China NPL losses in 55% surge, says CBRC

Big Five banks write off loans worth a total $40bn between January and September, regulator reveals

Losses on non-performing loans (NPLs) at China’s biggest banks surged by 54.6% in the first nine months of the year, according to official data.

Figures released by the China Banking Regulatory Commission (CBRC) show that in that time, write-offs among the so-called ‘Big Five’ institutions rocketed to ¥274bn, equivalent to $40bn.

Those losses stemmed largely from corporate debt.

Players in the Big Five elite are the Bank of China, China Construction Bank, Agricultural Bank of China, Industrial and Commercial Bank of China and Bank of Communications.

Industry observers have attributed the write-offs to increased government pressure on banks to act on the corporate NPL issue, which has dogged China’s financial system throughout 2016.

For example, as The Treasurer reported in the summer, David Lipton – first deputy director of the International Monetary Fund – openly criticised China’s corporate debt levels which then stood at 145% of GDP: “very high by any measure”, in his view.

“In a setting of slower economic growth,” Lipton stressed, “the combination of declining earnings and rising indebtedness is undermining the ability of companies to pay suppliers or service their debts. Banks are holding more and more NPLs.”

Mindful of the criticism that the government has faced, and how it reflects upon them, China’s major banks have been letting particularly problematic loans go rather than attempt to sustain the unsustainable.

However, the frequency of their write-offs has ensured that Big Five losses are now growing at a faster rate than profits.

Against the backdrop of that concerning development, Agricultural Bank of China has distinguished itself with an all-time, industry-worst NPL ratio of almost 2.39%.

The CBRC published its figures just days after making a legal amendment that will have a significant effect on the ability of local provinces to deal with their bad corporate debts.

Up until the weekend of 22 October, when the amendment was circulated, provinces were restricted to just one, specialist bad-debt management entity each.

However, the regulatory change has lifted those restrictions, freeing provinces to ramp up their bad-debt management infrastructures by allowing new service providers to enter the fray.
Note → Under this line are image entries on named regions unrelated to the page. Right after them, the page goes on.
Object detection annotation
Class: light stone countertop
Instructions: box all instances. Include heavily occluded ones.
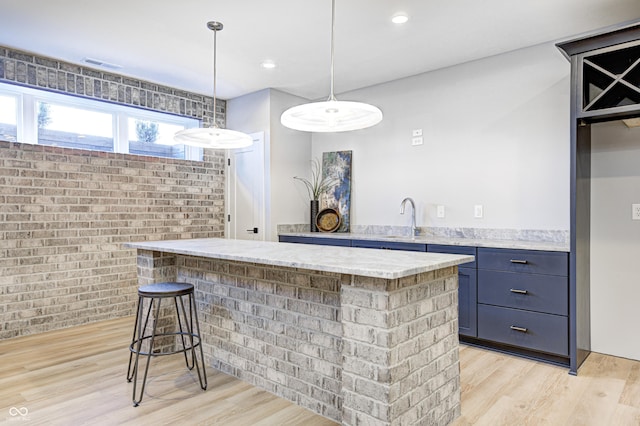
[280,232,569,252]
[124,238,474,279]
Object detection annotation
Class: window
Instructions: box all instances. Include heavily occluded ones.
[0,83,202,160]
[128,117,185,158]
[36,101,114,152]
[0,94,18,142]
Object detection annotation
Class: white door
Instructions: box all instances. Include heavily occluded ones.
[226,132,265,240]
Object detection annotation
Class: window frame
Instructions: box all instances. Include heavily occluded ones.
[0,82,203,161]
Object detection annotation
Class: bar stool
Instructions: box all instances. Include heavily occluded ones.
[127,282,207,407]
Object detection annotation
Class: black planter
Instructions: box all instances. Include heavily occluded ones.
[309,200,320,232]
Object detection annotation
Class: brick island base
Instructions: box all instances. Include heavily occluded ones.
[138,249,460,425]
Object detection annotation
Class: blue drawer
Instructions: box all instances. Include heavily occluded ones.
[427,244,477,268]
[478,304,569,356]
[478,269,569,315]
[351,240,427,251]
[478,247,569,277]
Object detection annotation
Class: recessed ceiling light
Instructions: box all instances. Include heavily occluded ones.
[82,58,122,70]
[260,60,276,70]
[391,13,409,24]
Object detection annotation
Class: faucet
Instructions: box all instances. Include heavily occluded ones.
[400,197,416,238]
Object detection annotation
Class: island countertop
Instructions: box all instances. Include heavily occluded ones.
[125,238,474,279]
[279,232,569,252]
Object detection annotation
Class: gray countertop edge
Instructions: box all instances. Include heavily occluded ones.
[124,238,474,279]
[280,232,570,252]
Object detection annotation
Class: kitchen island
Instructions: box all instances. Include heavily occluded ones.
[127,238,474,425]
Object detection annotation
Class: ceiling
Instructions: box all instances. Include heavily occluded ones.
[0,0,640,99]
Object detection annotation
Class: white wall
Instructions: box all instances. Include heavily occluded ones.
[313,44,570,230]
[270,90,311,241]
[227,89,311,241]
[591,122,640,360]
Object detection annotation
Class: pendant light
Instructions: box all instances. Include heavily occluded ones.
[280,0,382,132]
[178,21,253,149]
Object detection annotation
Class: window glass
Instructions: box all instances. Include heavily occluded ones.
[0,95,18,142]
[0,82,203,161]
[36,101,113,152]
[128,117,185,159]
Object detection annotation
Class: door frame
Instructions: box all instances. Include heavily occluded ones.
[224,132,268,241]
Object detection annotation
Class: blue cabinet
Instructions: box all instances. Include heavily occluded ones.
[478,248,569,364]
[427,244,478,337]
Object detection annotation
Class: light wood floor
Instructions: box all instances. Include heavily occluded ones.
[0,318,640,426]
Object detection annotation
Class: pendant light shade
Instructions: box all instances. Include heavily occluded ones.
[280,0,382,132]
[280,99,382,132]
[178,21,253,149]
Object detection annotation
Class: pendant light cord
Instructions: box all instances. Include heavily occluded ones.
[212,25,218,127]
[328,0,336,101]
[207,21,224,129]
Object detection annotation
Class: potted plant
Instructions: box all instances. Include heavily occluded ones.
[293,158,336,232]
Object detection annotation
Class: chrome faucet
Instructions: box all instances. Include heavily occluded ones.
[400,197,416,238]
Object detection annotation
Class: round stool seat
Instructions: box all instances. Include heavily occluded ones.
[138,282,193,297]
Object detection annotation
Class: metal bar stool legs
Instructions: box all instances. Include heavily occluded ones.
[127,283,207,407]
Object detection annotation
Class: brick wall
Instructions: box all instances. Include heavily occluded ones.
[0,46,225,339]
[170,252,343,420]
[0,46,226,128]
[138,250,460,426]
[0,142,224,338]
[341,267,460,426]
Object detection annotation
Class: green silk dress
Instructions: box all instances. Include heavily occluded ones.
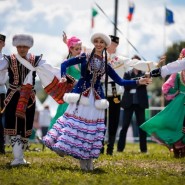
[140,73,185,149]
[48,65,81,130]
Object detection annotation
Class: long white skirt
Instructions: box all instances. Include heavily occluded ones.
[43,92,105,159]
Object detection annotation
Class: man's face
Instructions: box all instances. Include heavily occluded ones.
[0,40,5,51]
[17,46,30,58]
[107,41,118,54]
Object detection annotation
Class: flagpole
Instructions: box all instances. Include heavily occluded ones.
[114,0,118,36]
[161,1,166,107]
[127,20,130,58]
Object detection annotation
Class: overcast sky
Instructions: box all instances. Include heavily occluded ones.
[0,0,185,65]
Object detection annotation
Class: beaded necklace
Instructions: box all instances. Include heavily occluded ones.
[89,55,105,87]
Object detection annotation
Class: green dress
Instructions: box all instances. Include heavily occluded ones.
[48,65,81,130]
[140,73,185,149]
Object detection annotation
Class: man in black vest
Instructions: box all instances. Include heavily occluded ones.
[117,55,149,153]
[0,34,6,154]
[106,35,124,155]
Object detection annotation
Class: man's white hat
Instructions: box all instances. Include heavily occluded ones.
[91,33,111,47]
[12,34,33,48]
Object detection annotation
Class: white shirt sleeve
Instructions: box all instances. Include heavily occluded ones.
[0,57,8,71]
[161,58,185,78]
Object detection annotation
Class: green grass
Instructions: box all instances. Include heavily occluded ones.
[0,143,185,185]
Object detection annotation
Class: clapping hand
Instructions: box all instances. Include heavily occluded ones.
[60,77,67,83]
[139,78,152,85]
[157,55,166,68]
[62,31,67,44]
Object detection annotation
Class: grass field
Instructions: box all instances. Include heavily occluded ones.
[0,143,185,185]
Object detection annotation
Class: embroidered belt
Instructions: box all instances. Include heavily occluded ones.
[1,84,35,113]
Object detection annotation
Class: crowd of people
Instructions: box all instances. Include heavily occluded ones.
[0,33,185,171]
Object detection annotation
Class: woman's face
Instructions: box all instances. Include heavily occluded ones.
[17,46,30,58]
[69,44,82,57]
[94,38,106,52]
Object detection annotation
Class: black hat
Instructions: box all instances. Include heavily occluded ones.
[109,35,119,44]
[0,34,6,41]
According to The Wall Street Journal, which saw a copy of the amendment, the CBRC said that its measure would boost “the number of avenues for financial companies to dispose of bad loans, and to develop local-government asset management companies”.

A Reuters source subsequenly said that the CBRC loosened the restrictions “because they need a platform to follow through new policies” – such as a long-planned debt-for-equity swap that the government views as crucial to stamping out corporate NPLs.